Oh yeah, Blaze thought. I got to send one of those.

“—but he did say police have a number of leads which are being actively investigated.”

Like what? Blaze wondered, and smiled a little. They always said stuff like that. What leads could they have, if the old lady was
el zonko
? He had even taken the ladder with him. They said stuff like that, that was all.

He ate his breakfast on the floor and played with the baby.

When he got ready to go out that afternoon, the kid had been fed and freshly changed and lay sleeping in the cradle.
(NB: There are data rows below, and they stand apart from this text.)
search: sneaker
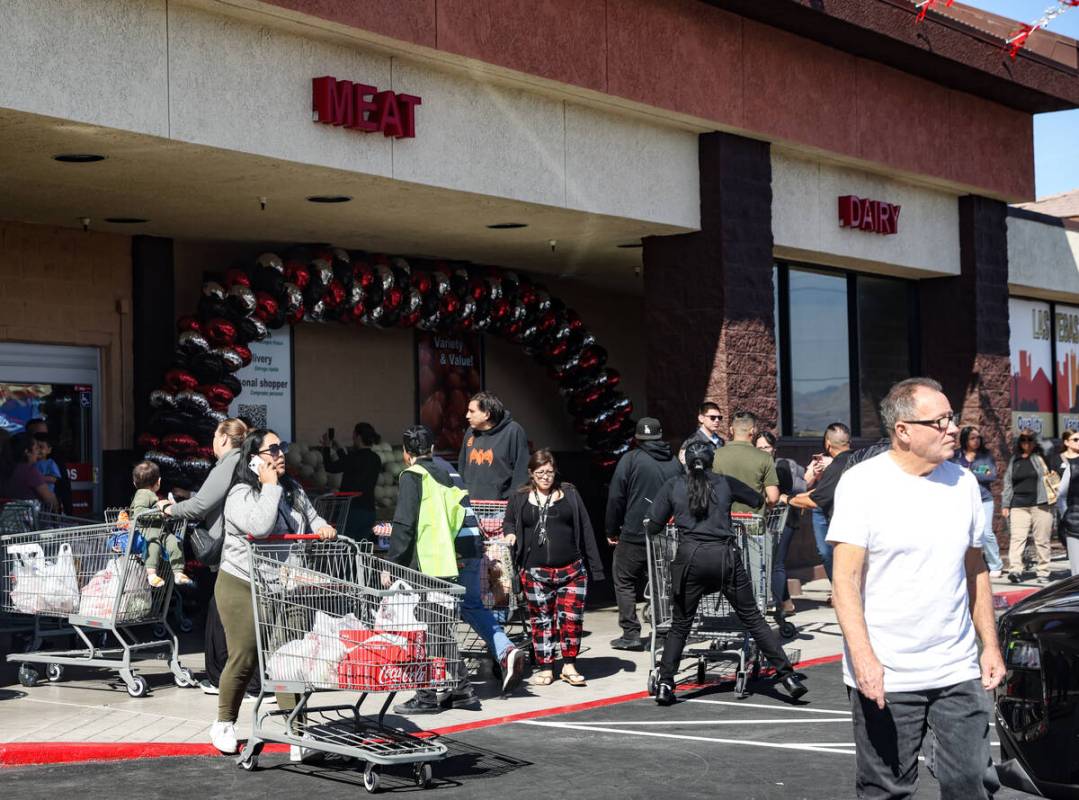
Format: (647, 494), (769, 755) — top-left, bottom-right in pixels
(438, 689), (479, 710)
(500, 646), (524, 694)
(209, 722), (238, 756)
(394, 694), (442, 717)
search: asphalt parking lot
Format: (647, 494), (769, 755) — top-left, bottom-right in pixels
(0, 663), (1027, 800)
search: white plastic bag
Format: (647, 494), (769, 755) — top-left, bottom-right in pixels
(8, 542), (79, 614)
(374, 579), (427, 630)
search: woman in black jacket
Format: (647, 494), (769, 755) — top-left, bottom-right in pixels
(644, 442), (807, 705)
(503, 450), (603, 687)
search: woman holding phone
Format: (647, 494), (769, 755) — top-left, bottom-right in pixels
(210, 430), (337, 761)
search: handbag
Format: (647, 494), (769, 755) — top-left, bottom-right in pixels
(187, 526), (224, 568)
(1037, 456), (1061, 505)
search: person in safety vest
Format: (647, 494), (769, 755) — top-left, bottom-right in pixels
(383, 425), (524, 715)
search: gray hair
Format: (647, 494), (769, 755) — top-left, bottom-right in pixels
(880, 378), (943, 436)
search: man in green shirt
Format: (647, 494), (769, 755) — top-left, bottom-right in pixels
(712, 411), (779, 514)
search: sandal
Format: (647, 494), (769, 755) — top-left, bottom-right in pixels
(559, 669), (588, 687)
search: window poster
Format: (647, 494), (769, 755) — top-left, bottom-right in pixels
(1055, 306), (1079, 434)
(229, 325), (292, 442)
(415, 330), (483, 459)
(1008, 298), (1053, 436)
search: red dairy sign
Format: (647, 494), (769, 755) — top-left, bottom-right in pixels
(311, 76), (423, 139)
(839, 194), (900, 235)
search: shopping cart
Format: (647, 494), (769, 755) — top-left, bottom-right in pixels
(0, 514), (195, 697)
(314, 491), (359, 533)
(645, 505), (787, 697)
(236, 534), (464, 791)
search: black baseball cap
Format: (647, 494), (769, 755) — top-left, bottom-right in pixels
(633, 417), (664, 442)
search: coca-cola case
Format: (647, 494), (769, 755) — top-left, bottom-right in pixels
(338, 630), (433, 692)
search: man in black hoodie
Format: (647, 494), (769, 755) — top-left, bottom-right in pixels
(605, 417), (682, 650)
(457, 392), (529, 500)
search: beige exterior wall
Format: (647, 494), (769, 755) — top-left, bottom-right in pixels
(771, 150), (959, 276)
(0, 221), (135, 450)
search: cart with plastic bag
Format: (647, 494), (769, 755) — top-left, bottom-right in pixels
(0, 514), (195, 697)
(237, 534), (464, 791)
(645, 505), (796, 697)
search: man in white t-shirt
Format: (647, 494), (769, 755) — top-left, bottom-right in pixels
(828, 378), (1005, 800)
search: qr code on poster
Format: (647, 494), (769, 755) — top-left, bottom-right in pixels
(238, 403), (269, 429)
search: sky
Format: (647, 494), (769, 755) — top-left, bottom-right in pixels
(960, 0), (1079, 198)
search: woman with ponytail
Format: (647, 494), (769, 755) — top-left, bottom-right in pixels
(644, 442), (807, 705)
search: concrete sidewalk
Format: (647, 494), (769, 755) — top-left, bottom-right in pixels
(0, 581), (1036, 747)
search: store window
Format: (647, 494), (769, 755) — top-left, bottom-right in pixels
(775, 263), (917, 437)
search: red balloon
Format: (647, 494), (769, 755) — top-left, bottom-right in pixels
(255, 291), (281, 322)
(285, 261), (311, 291)
(176, 314), (202, 334)
(165, 369), (199, 392)
(224, 269), (251, 289)
(204, 317), (236, 348)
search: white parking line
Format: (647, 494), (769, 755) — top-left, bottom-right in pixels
(517, 719), (852, 756)
(684, 697), (850, 719)
(571, 717), (850, 726)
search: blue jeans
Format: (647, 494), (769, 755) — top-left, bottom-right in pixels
(982, 500), (1005, 572)
(457, 558), (513, 660)
(810, 509), (832, 583)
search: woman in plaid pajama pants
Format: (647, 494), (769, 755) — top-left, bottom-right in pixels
(503, 450), (603, 686)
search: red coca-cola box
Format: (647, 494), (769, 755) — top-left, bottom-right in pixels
(338, 630), (433, 692)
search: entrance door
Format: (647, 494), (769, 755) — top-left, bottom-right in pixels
(0, 342), (101, 516)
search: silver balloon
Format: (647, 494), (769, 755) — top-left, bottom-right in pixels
(229, 283), (258, 316)
(203, 281), (224, 300)
(176, 330), (210, 353)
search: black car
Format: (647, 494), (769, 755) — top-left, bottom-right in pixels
(995, 577), (1079, 799)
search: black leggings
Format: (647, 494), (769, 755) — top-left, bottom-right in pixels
(659, 538), (794, 684)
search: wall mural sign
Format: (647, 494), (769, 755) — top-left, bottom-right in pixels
(839, 194), (902, 236)
(1008, 298), (1053, 436)
(415, 330), (483, 458)
(311, 76), (423, 139)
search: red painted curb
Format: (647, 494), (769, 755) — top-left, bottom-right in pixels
(0, 655), (843, 768)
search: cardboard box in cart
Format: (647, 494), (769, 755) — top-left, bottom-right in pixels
(338, 630), (446, 692)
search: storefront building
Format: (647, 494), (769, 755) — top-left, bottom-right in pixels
(0, 0), (1079, 565)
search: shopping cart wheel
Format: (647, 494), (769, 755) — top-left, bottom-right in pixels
(364, 764), (382, 795)
(127, 675), (150, 697)
(18, 664), (41, 687)
(735, 669), (749, 700)
(412, 761), (434, 789)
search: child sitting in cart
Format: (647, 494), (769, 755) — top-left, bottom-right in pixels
(131, 461), (193, 588)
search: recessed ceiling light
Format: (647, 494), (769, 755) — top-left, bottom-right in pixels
(53, 153), (105, 164)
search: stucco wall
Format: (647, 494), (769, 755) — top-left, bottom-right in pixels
(1008, 217), (1079, 302)
(771, 151), (959, 275)
(0, 221), (135, 450)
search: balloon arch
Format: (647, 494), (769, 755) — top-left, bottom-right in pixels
(138, 248), (633, 483)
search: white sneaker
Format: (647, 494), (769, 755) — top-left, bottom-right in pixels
(209, 722), (238, 756)
(288, 733), (326, 764)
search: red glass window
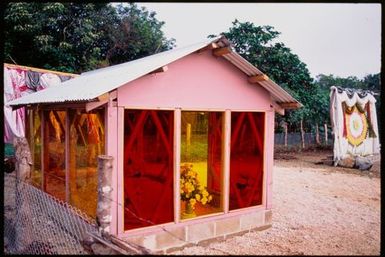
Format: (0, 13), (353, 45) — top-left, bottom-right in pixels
(43, 110), (66, 201)
(229, 112), (265, 210)
(124, 110), (174, 230)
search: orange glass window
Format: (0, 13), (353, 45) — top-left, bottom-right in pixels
(26, 109), (42, 188)
(124, 110), (174, 230)
(180, 111), (223, 219)
(229, 112), (265, 210)
(68, 109), (104, 218)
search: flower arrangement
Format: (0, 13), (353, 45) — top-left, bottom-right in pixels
(180, 164), (213, 209)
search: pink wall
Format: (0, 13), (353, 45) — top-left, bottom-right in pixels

Blaze had tinkered with the formula a little more, and this time had burped him halfway through. It worked real good. It worked like a charm. He'd also changed the kid's diapers. At first all that green shit had scared him, but then he remembered. Peas.

“George? I'm going now.”

“Okay,” George said from the bedroom.

“You better come out here and watch him. In case he wakes up.”

“I will, don't worry.”

“Yeah,” Blaze said, without conviction. George was dead. He was talking to a dead man. He was asking a dead man to babysit. “Hey, George. Maybe I oughta—”

“Oughtta-shmotta, coulda-woulda. Go on, get out of here.”

“George—”

“Go on, I said! Roll!”

Blaze went.

The day was bright and sparkling and a little warmer. After a week of single-number temperatures, twenty degrees felt like a heatwave. But there was no pleasure in the sunshine, no pleasure to be had in driving the back roads to Portland. He didn't trust George with the baby. He didn't know why, but he sure didn't. Because, see, now George was a part of himself, and he most likely took all the parts with him when he went somewhere, even the George part. Didn't that make sense?